Our review of summary judgments on appeal is de novo using the same criteria applied by the district court in order to determine whether the grant of summary judgment was appropriate. Gautreaux v. Dufrene, 04-970 (La.App. 5 Cir. 1/11/05), 894 So.2d 385, 387. Decisions as to the propriety of granting the motion must be made with reference to the substantive law applicable to the case. Mohsan v. Roule-Graham, 05-122 (La.App. 5 Cir. 6/28/05), 907 So.2d 804; writ denied, 05-1976 (La.2/3/06), 922 So.2d 1184.

It is well settled that, as a general rule, Louisiana law does not permit recovery of attorney's fees in absence of a statutory provision allowing recovery or a contractual agreement by the parties to pay attorneys fees. Kinsinger v. Taco Tico, Inc., 03-622 (La.App. 5 Cir. 11/12/03), 861 So.2d 669.

Two contracts are at issue here. The first one is the Limited Agency/Brokerage Agreement between Ellsworth and Gulf Insurance that was executed in July of 2001 and was still in effect at the time Vicari executed the Release of Lien Bonds. This Agency Agreement allowed Ellsworth to represent Gulf Insurance Company in servicing contracts for bonds and collecting premiums due on the bonds on behalf of Gulf Insurance Company.[2] The Agency Agreement does not contain any provision for attorneys' fees.

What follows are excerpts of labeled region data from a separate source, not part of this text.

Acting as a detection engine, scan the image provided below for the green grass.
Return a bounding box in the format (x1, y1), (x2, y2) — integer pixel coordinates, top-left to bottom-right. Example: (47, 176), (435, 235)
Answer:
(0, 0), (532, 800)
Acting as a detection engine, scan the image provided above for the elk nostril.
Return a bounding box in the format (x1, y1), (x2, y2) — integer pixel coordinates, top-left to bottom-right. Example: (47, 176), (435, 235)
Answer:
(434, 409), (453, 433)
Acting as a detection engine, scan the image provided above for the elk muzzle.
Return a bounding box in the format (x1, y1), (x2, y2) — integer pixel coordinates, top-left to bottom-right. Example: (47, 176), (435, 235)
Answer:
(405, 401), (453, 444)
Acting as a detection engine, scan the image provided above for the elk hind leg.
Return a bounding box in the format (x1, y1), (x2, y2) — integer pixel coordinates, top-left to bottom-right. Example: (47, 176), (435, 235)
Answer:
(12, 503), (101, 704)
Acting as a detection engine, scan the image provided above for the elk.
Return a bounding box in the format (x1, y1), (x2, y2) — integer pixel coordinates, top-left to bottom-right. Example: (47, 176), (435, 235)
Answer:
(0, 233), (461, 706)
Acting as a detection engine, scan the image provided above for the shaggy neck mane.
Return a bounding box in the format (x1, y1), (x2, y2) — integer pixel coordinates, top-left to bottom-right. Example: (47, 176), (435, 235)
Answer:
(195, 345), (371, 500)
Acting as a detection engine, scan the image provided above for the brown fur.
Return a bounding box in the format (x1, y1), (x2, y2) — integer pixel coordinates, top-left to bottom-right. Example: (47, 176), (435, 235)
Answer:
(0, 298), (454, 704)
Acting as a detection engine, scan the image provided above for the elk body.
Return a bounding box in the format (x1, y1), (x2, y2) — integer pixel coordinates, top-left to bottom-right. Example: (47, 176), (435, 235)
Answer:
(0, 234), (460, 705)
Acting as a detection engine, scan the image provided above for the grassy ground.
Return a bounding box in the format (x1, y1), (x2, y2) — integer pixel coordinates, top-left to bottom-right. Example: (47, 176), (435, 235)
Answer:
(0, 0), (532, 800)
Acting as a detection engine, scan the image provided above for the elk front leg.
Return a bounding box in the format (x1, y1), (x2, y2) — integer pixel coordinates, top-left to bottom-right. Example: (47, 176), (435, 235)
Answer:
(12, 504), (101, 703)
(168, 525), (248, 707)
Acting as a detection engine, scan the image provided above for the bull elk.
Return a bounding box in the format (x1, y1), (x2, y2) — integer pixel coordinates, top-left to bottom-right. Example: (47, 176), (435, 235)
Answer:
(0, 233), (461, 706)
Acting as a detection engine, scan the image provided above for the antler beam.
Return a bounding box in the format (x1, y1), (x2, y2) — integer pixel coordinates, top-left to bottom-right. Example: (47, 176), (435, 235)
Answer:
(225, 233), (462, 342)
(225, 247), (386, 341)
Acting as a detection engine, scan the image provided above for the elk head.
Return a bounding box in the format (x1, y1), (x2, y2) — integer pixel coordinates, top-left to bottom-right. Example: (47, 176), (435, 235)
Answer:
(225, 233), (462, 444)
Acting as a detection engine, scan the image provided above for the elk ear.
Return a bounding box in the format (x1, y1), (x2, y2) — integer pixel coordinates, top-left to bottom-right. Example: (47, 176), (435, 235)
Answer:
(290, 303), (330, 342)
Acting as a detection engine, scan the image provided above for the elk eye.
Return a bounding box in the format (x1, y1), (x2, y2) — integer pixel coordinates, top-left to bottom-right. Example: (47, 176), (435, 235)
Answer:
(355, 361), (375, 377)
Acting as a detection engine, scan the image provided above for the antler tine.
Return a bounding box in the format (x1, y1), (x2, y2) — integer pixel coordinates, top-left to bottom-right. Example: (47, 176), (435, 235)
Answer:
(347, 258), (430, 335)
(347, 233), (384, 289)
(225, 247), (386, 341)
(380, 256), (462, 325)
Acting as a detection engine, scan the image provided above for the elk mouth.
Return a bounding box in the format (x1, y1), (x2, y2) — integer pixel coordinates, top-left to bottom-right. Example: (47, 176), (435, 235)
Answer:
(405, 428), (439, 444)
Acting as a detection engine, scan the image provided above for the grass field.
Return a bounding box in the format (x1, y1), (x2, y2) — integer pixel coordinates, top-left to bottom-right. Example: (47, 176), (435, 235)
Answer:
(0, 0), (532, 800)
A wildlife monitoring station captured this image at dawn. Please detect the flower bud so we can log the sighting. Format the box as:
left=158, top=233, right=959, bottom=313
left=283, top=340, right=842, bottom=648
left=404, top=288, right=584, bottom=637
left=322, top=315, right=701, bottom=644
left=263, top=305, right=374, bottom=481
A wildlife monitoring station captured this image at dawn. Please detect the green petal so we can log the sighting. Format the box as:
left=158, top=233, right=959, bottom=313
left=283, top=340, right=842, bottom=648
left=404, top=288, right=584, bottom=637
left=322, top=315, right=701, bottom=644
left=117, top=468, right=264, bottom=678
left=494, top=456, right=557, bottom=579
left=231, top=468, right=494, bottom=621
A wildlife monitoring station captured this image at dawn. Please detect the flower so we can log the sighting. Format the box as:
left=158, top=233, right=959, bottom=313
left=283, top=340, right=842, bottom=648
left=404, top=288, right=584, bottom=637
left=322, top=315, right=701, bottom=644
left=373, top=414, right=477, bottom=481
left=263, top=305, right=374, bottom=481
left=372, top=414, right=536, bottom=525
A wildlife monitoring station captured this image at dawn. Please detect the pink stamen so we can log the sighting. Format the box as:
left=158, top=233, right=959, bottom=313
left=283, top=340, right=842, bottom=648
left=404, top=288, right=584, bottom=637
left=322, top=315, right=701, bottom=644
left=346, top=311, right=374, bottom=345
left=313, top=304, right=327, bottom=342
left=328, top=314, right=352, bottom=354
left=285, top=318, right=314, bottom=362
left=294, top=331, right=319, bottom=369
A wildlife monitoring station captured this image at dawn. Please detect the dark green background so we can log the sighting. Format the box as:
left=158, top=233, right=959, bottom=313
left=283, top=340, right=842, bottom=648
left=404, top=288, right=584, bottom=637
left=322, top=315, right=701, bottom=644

Vicari and Gulf Insurance Company entered into a General Agreement of Indemnity on May 7, 2002. Therein, in paragraph 2, it is stated:

The Indemnitors will indemnify and save the Company harmless from and against every claim, demand, liability, cost, charge, suit, judgment and expense which the Company may pay or incur in consequence of having executed, or procured the execution of, such bonds, or any renewals or continuations thereof or substitutes, therefor, including fees of attorneys, whether on salary, retainer, or otherwise, and the expense of procuring, or attempting to procure, release from liability, or in bringing suit to enforce the obligation of any of the Indemnitors under this agreement. . . . (emphasis added)

Ellsworth argues that as agent of the Gulf Insurance Company, the General Agreement of Indemnity extended to Ellsworth, and it was empowered to represent Gulf in the collection of premiums on the bonds comprising the subject matter of this litigation, and in fact did so without objection from Vicari. Ellsworth argues that the Indemnity Agreement shows Vicari's intent and agreement to pay all attorneys' fees and costs associated in bringing suit to enforce the obligation of any of the indemnitors (Vicari).

Quantum meruit, as a substantive law basis of recovery, does not apply where a contract exists. Dumas and Associates, Inc. v. Lewis Enterprises Inc., 29,900 (La.App. 2 Cir. 12/22/97), 704 So.2d 433.

It is clear that Ellsworth sued Vicari for the bond premiums owed to Gulf, as Gulf's agent.